Summit too hard to swallow?

Nov 18th, 2009 | By | Category: Food for Thought

By SHALWAH EVANS
November 18, 2009

As a reporter my job is to take complicated issues and frame them so that they make sense to the average person—or so I thought. But by the end of this World Summit on Food Security, I too am confused about this behemoth of an issue. I’ve collected all the papers. I’ve read the documents. I’ve listened to the statements made by delegates from various countries. And I still wonder: has anything come from this summit, funded by the Saudis for $2.5 million.

I am unsure how to appease the reader when it comes to the huge multi-faceted issue at the end of a summit that essentially has not reached a solution.

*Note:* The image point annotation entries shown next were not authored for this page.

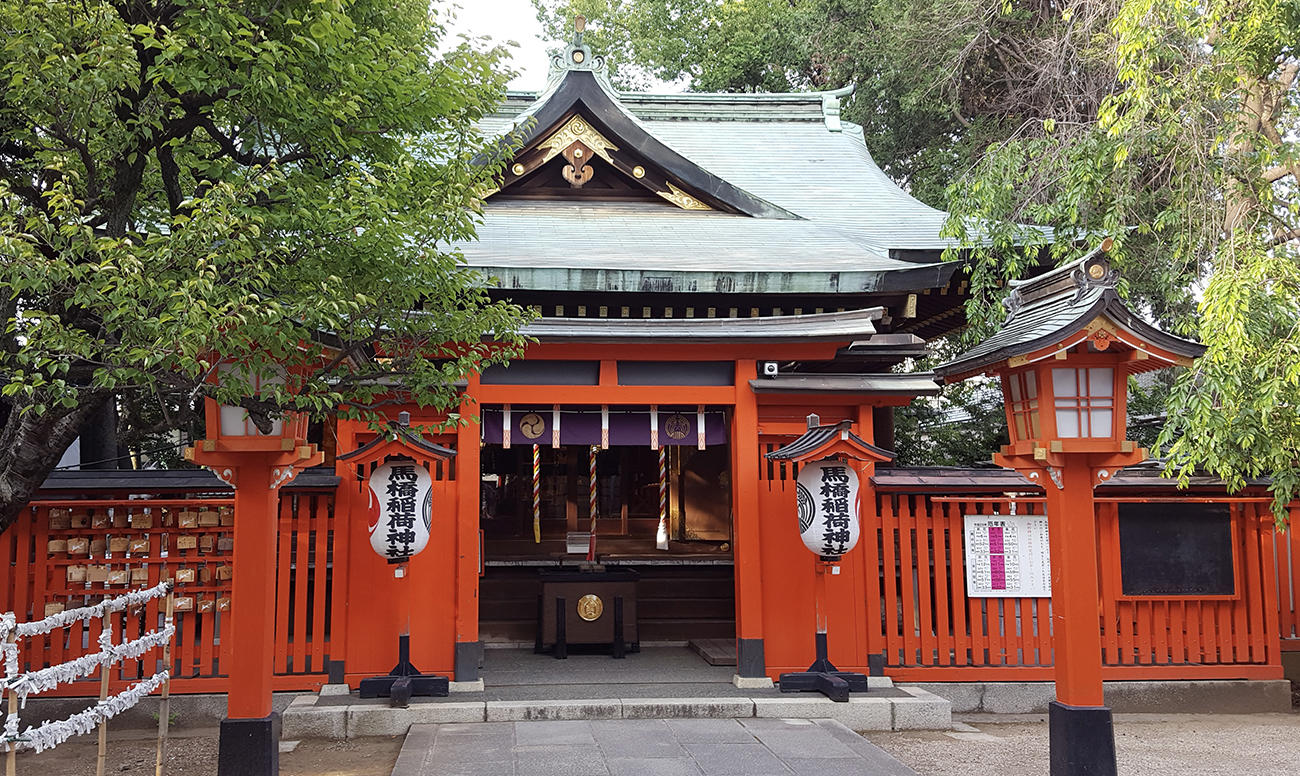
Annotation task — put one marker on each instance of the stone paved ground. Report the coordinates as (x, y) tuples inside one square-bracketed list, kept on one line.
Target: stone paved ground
[(644, 748), (1145, 745)]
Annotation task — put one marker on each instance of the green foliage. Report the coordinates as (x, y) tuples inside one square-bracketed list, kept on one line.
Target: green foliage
[(936, 82), (273, 183), (961, 428)]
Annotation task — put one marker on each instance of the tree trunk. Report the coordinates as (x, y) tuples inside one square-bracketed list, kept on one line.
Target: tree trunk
[(31, 445)]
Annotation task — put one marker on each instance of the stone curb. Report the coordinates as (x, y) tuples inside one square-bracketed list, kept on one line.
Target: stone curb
[(921, 710)]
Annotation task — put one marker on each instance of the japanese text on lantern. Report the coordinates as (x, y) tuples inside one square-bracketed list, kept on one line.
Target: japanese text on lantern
[(402, 491), (835, 511), (401, 508)]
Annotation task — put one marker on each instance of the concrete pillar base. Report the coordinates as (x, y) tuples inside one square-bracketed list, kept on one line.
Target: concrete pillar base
[(1083, 740), (248, 746)]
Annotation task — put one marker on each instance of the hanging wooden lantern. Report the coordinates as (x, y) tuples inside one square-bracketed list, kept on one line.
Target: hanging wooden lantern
[(401, 508), (828, 507), (827, 485), (401, 489)]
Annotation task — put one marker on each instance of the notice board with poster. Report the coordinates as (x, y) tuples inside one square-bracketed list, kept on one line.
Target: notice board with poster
[(1171, 550), (1008, 556)]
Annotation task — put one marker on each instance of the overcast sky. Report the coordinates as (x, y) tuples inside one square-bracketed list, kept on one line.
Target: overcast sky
[(508, 20)]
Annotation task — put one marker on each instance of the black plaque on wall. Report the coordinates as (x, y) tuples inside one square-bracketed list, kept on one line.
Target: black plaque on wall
[(1175, 550)]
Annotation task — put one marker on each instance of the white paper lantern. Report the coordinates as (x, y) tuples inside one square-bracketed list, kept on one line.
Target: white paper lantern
[(401, 508), (828, 507)]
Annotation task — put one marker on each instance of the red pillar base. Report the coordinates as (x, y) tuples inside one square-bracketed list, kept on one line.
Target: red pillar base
[(1083, 740), (248, 746)]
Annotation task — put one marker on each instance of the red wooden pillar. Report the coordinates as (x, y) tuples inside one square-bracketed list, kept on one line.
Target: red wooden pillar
[(750, 662), (250, 735), (1075, 588), (467, 540)]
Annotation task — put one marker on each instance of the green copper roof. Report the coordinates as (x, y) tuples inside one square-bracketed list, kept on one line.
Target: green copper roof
[(837, 222)]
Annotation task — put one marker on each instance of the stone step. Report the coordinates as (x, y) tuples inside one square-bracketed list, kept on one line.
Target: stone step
[(905, 709)]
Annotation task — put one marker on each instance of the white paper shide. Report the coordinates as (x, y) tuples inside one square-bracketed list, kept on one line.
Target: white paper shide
[(401, 508), (828, 507)]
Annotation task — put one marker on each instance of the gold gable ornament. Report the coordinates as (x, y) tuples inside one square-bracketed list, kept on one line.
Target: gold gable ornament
[(681, 199)]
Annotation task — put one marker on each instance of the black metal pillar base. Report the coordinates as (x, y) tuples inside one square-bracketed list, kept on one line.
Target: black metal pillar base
[(248, 746), (835, 685), (404, 681), (467, 659), (823, 677), (750, 662), (1083, 740)]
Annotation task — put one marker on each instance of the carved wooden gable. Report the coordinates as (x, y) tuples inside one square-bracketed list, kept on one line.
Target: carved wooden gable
[(577, 160)]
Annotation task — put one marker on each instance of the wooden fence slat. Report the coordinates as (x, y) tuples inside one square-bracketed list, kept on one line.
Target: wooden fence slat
[(39, 592), (1272, 541), (285, 540), (1043, 608), (1255, 598), (1223, 631), (893, 641), (943, 585), (1108, 523), (906, 571), (1291, 602), (1178, 632), (1161, 623), (872, 533), (338, 566), (302, 525), (8, 563), (320, 579), (1240, 606), (926, 607)]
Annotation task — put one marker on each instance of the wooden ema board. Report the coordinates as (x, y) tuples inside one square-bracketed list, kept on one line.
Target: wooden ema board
[(199, 651), (116, 546)]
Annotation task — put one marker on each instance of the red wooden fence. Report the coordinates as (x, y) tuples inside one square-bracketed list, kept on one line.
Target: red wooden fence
[(932, 632), (928, 629), (1286, 556), (138, 542)]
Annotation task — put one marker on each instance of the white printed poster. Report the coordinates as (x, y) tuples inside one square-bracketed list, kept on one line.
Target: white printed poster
[(1006, 556)]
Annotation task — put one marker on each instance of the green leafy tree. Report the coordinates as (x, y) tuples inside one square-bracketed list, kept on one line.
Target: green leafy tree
[(960, 428), (1191, 165), (936, 81), (271, 182)]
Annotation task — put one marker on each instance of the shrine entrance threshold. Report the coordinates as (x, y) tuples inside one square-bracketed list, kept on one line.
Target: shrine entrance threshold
[(661, 563)]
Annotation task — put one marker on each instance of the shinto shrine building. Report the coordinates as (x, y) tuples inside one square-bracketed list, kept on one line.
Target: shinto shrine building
[(709, 272)]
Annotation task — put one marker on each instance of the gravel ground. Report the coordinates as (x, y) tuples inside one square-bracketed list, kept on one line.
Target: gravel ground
[(1145, 744), (194, 753)]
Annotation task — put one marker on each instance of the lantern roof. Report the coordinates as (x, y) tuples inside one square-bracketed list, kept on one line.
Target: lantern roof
[(1062, 308), (399, 441), (836, 439)]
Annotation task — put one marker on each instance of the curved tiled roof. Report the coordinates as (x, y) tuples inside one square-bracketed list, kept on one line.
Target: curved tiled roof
[(839, 225)]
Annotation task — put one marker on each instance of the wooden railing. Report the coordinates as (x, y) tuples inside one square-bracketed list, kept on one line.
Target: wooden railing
[(1286, 555), (112, 545), (930, 631)]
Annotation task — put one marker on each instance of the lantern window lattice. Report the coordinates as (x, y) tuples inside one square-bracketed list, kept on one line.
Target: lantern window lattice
[(1084, 402), (1023, 390)]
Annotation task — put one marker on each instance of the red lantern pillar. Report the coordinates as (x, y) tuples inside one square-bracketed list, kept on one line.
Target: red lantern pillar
[(1064, 356), (256, 465)]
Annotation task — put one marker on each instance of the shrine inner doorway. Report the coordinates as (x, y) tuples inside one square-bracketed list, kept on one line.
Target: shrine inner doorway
[(683, 553)]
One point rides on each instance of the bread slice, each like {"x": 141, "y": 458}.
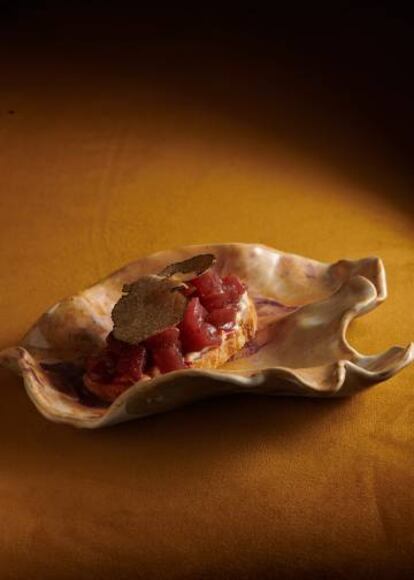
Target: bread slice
{"x": 233, "y": 341}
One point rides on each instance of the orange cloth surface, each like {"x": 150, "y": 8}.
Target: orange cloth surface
{"x": 95, "y": 173}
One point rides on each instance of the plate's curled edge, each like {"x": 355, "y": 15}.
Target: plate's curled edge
{"x": 304, "y": 308}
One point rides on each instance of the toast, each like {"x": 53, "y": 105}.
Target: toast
{"x": 186, "y": 317}
{"x": 232, "y": 342}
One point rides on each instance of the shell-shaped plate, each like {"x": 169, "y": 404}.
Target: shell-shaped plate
{"x": 304, "y": 308}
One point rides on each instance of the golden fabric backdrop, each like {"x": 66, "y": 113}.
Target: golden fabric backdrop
{"x": 98, "y": 170}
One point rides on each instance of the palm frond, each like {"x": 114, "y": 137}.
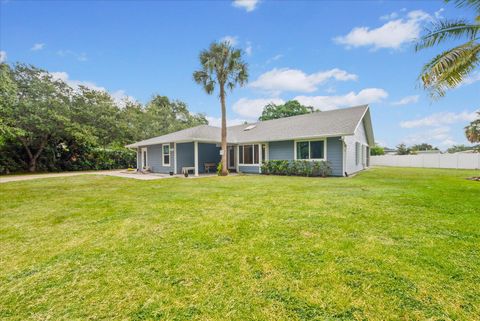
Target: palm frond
{"x": 475, "y": 4}
{"x": 450, "y": 68}
{"x": 444, "y": 30}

Jacques Diouf, director-general of the Food and Agriculture Organization of the United Nations, said that he “believes that we have agreed on important things.” And although he concedes that a summit cannot solve the problems, but only actions of the leaders who have made promises can do that, he said that some progress has been made.

I think about this as I reflect on this experience. During a short break between the conclusion of the summit and Diouf’s press conference I went to lunch across the street with some colleagues. We settled at an outside table of a nice restaurant with mid-range prices; about seven euros for a margherita pizza. After a miscommunication about a plate of tortellini ensued my colleagues and I left only paying for what we thought was fair, leaving a cold plate of tortellini on the table—almost completely untouched. I ordered tortellini with cream sauce, as described and pictured on the menu not expecting it to have small pieces of ham sprinkled on top. I don’t eat ham for religious reasons, and asked that the food be taken back.

I couldn’t even begin to figure out the value of that plate of tortellini in the larger scheme of food and agriculture, but I know I felt guilty as I replayed in my head the words of African visitors attending the summit. Most of them were from NGOs in developing countries, hoping for the chance to be heard by UN leaders regarding the lack of access to food in their countries. Here I was leaving food on a table, because of a religious restriction nonetheless, but interviewing people who have seen famine and drought in their homes.

Particularly I thought about Aichatori Sami from Niger. I met her at the Food Sovereignty Forum’s events on the first day of the summit. In a park across the street from the FAO building, surrounded by police officers, she gathered with other NGO leaders to discuss what absolutely needs to be done to end hunger. She spoke softly, with no malice in her voice.

“I am with the regional Peasants Platform from Niger and we are part of La Via Campesina, which is an umbrella organization,” she said. “We are very proud to come to this forum. We have great hope that our governments may be able to insist, and to press upon FAO so that they can really implement the concept of food sovereignty—which to me means being able to be fed, to eat as much as you need to. And when I say eat I mean good quality food.

“As I see it, during the last years, efforts for food security are still too weak. There has been a decline in the percentage of food aid to developing countries. I think that our governments should stand up and pressure the people at UNICEF, FAO and other institutions so that they really do the things discussed here this week.”

At the press conference most reporters touched on similar subjects. This summit failed, these talks led to nothing. The sentiment was skepticism. After previous meetings like this, nothing has happened. So people like Sami, and reporters, are understandably wary of believing that anything will change this time. If effective fights against hunger failed to materialize from previous events like this why should we believe. As of right now the summit has just ended. And whether or not promises will be kept is to be seen. And it is the hope of people like Aichatori Sami that this summit won’t be added to the list of examples of failed talks. And as human being with a heart, and a reporter who sees the passion of both sides—the intent of the UN leaders and doubt of the hungry people—it’s my hope as well.